Farcela, non fermarsi, non arrendersi. Cosí, dopo essersi guadagnata da vivere a Firenze dando lezioni private, battendo tesi a macchina un tanto al foglio (il computer era di là da venire), infilando collane un tanto al filo, a Roma, finita la lunghissima giornata di lavoro di annunciatrice lunghissima perché tutti gli straordinari venivano dati a quelli, come lei, pagati a cachet, la cui retribuzione degli straordinari era molto piú bassa di quella dei lavoratori con regolare contratto a tempo indeterminato, tornava nella stanza ammobiliata, e lí si era abituata a prendere, prima di addormentarsi, una pillola di simpamina che l’avrebbe svegliata di scatto dopo due, tre ore di sonno. Sveglia e carica di adrenalina, attaccava con un secondo lavoro: le avevano affidato la scrittura delle biografie degli attori per un settimanale a fumetti. Piú tardi avrebbe conosciuto un poeta premiato anche a Viareggio, Dante Guardamagna, finito chissà come e perché a dirigere con feroce e sadica dedizione un settimanale, «Luna Park», anche quello a fumetti, che le avrebbe chiesto di ridurre in pillole per i suoi lettori Il castello di Kafka. Non so come, ma alla fine l’impresa fu portata a termine, con soddisfazione del sadomasochista direttore, e, visto che non esisteva ancora il marketing editoriale, difficile dire altrettanto dalla parte dei lettori.
Strana gente, strani tempi: che siano stati Giorni Felici, come avrebbe detto Beckett?
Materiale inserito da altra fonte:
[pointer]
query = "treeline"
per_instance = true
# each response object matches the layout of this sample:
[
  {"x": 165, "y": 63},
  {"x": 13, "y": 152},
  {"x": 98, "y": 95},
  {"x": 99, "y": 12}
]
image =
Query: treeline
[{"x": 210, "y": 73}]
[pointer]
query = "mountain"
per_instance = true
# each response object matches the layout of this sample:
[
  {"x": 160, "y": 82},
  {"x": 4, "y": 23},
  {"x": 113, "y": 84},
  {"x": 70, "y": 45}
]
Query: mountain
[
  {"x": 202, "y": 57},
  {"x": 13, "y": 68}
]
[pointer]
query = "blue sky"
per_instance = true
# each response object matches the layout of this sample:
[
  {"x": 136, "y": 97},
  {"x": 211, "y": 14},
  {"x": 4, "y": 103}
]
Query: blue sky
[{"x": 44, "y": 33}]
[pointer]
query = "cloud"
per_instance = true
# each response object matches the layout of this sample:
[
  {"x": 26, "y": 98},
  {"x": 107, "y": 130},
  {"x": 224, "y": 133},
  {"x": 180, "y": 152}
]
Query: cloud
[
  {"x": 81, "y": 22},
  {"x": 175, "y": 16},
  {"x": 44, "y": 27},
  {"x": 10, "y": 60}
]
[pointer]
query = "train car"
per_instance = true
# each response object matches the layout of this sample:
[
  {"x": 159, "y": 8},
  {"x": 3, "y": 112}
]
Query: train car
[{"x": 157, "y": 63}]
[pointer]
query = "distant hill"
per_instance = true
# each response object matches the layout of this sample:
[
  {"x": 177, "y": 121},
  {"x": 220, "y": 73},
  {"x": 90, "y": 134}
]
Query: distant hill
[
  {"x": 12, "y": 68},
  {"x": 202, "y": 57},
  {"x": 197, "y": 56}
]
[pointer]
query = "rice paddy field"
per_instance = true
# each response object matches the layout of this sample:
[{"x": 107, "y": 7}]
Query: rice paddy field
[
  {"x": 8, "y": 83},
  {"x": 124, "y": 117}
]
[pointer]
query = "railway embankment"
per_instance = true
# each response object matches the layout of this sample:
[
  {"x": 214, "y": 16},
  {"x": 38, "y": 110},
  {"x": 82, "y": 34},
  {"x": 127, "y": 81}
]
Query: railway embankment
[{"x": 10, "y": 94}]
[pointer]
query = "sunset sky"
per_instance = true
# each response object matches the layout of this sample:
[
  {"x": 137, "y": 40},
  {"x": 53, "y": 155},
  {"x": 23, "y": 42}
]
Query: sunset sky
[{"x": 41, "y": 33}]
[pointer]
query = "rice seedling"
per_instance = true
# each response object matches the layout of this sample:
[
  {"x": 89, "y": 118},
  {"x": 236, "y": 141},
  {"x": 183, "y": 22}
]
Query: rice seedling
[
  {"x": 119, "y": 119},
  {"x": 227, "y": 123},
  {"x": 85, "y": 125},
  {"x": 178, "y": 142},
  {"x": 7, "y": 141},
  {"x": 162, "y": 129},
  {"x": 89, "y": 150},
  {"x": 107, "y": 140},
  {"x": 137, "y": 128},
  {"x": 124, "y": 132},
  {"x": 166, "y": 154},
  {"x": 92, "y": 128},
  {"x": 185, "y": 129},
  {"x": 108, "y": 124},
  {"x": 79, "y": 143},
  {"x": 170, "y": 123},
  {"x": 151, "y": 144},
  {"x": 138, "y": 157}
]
La ragazza con la testa piena di sogni (e non di velleità, perché c’è differenza tra i sogni, innocenti, e le velleità, presuntuose), e l’Italia degli anni Cinquanta, Sessanta, fino ai Settanta.
Sognava la ragazza, ma sognava in quegli anni anche l’Italia, sognavano il suo cinema, la sua letteratura, le sue canzoni, anche la sua industria.

Nascono nel 1960 alcuni dei piú grandi film della storia del cinema italiano: La dolce vita di Federico Fellini, La ciociara di Vittorio De Sica, Tutti a casa di Luigi Comencini, Rocco e i suoi fratelli di Luchino Visconti, Il bell’Antonio di Mauro Bolognini, e di seguito, uno dietro l’altro, due dei piú bei film di Michelangelo Antonioni, L’avventura e La notte.
Il 1960 è anche l’anno de Il cielo in una stanza, e lo si ascolta indifferentemente dalla voce di Gino Paoli o di Mina.
In Italia nasce il governo Tambroni in odore di apertura al fascismo e ai fascisti. Non passerà neanche un anno e i sovietici, nel 1961, alzeranno a Berlino un enorme muro a dividere la parte ovest dalla parte est della città.
In Italia, il 27 febbraio, con Adriano Olivetti stroncato da un infarto, muore un bel sogno: «Dacci oggi e per il nostro futuro un’impresa che creda nel valore delle persone, delle idee, della bellezza; un’impresa che sappia coniugare al profitto la salvaguardia dell’ambiente, la tutela del territorio, lo sviluppo compatibile». E poi? E poi, niente. E cosí sia.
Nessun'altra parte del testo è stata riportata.